TIC : Les forces de l’ordre américaines face aux droits de l’Homme

PARIS (© 2021 Afriquinfos)- Le 6 janvier dernier, le siège du Capitole à Washington a été diffusé en direct sur CNN ainsi que sur de nombreuses plateformes de réseaux sociaux. Si, à l’ère de l’utilisation massive d’internet, la mise en ligne de certaines vidéos parait normale, les utilisateurs ne se sont pas rendus compte que les images chargées seraient utilisées contre les assaillants. Les États-Unis ont souvent accusé d’autres pays de non-respect des droits de l’Homme par rapport à leur utilisation de la technologie de reconnaissance faciale. Pourtant, les manifestations de janvier 2021 ont été l’occasion pour les autorités américaines de faire usage de cette solution, alors même qu’elles la condamnent, soulignant un deux poids deux mesures inquiétant quant au jugement émis sur l’utilisation de ces pratiques.

La société d’intelligence artificielle Clearview AI, fournisseur de services de technologie de reconnaissance faciale, est un acteur clé du scandale en cours. Avec 2 400 clients dans les forces de l’ordre, dont le ministère de la Sécurité intérieure, Clearview AI a, après les manifestations, révélé le recours systématique de la police à ses données. En effet, une augmentation de 26% du nombre de consultations de son service a été constatée durant la vague de protestions. Les profils de certains émeutiers auraient été identifiés et envoyés à la Joint Terrorism Task Force du FBI, qui possède une base de 600 millions de photos, lui permettant de comparer les visages des manifestants apparaissant sur les vidéos.

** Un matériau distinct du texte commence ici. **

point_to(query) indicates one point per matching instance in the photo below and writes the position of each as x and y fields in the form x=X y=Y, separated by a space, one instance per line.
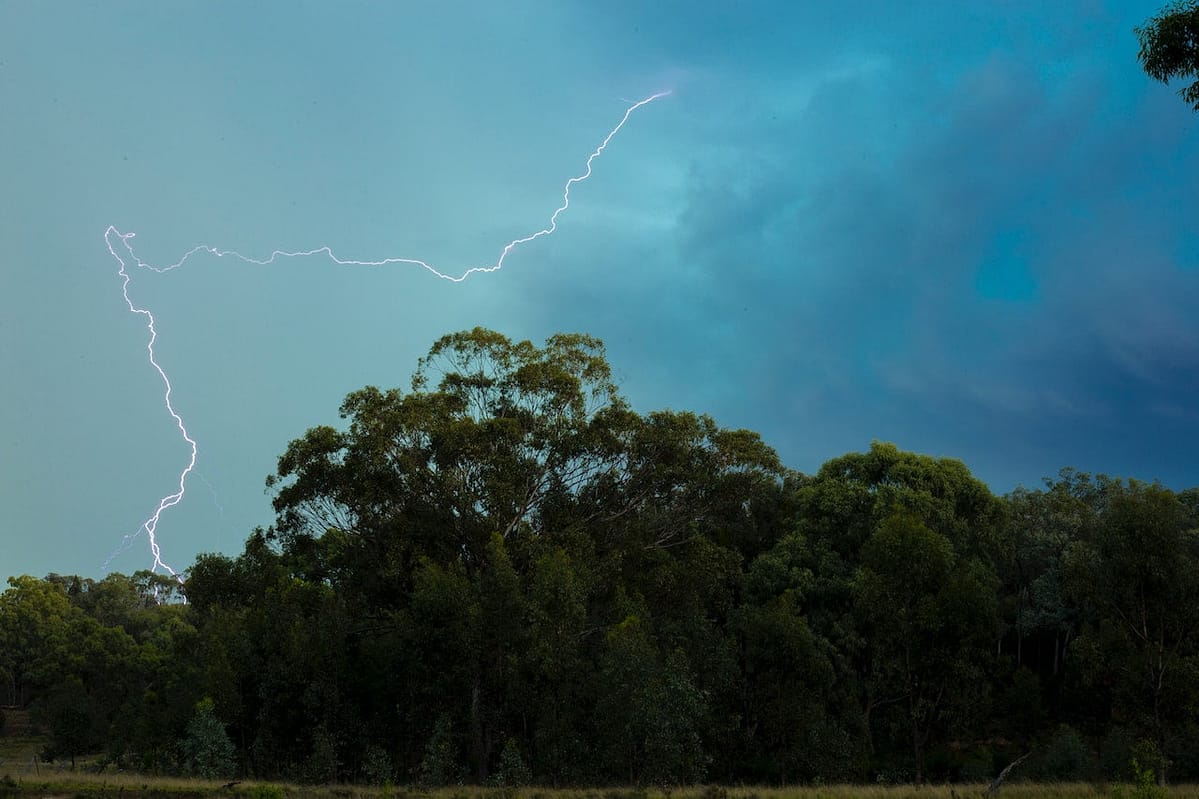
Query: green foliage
x=205 y=749
x=1144 y=785
x=440 y=766
x=1067 y=758
x=513 y=770
x=507 y=576
x=1169 y=47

Clearview AI avait déjà fait l’objet de controverse en 2020 à alors qu’elle avait saisi 3 milliards d’images sur les principaux sites web grand public. Cet incident avait provoqué une polémique à l’échelle du pays sur la protection de la vie privée et de la sécurité.

Lapeluk, Conseiller senior du groupe de surveillance des programmes gouvernementaux, a déclaré à la suite des émeutes au Capitole et des accusations contre les forces de l’ordre, qu’il n’y avait aucune restriction légale contre l’emploi de la reconnaissance faciale dans les enquêtes criminelles aux États-Unis. Or, les gouvernements d’états et les collectivités locales américaines avaient interdit aux forces de l’ordre d’utiliser cette technologie dans le but de préserver les droits de l’homme. En effet, si certains services permettent la réduction du nombre d’incidents violents ou illégaux tels que le vol à l’étalage, l’usurpation d’identité, la fraude à la carte de crédit, le meurtre et l’exploitation sexuelle d’enfants, une utilisation extensive par les services de police pourrait finir par viser les communautés de couleur, renforçant leurs conditions de précarité et d’injustice.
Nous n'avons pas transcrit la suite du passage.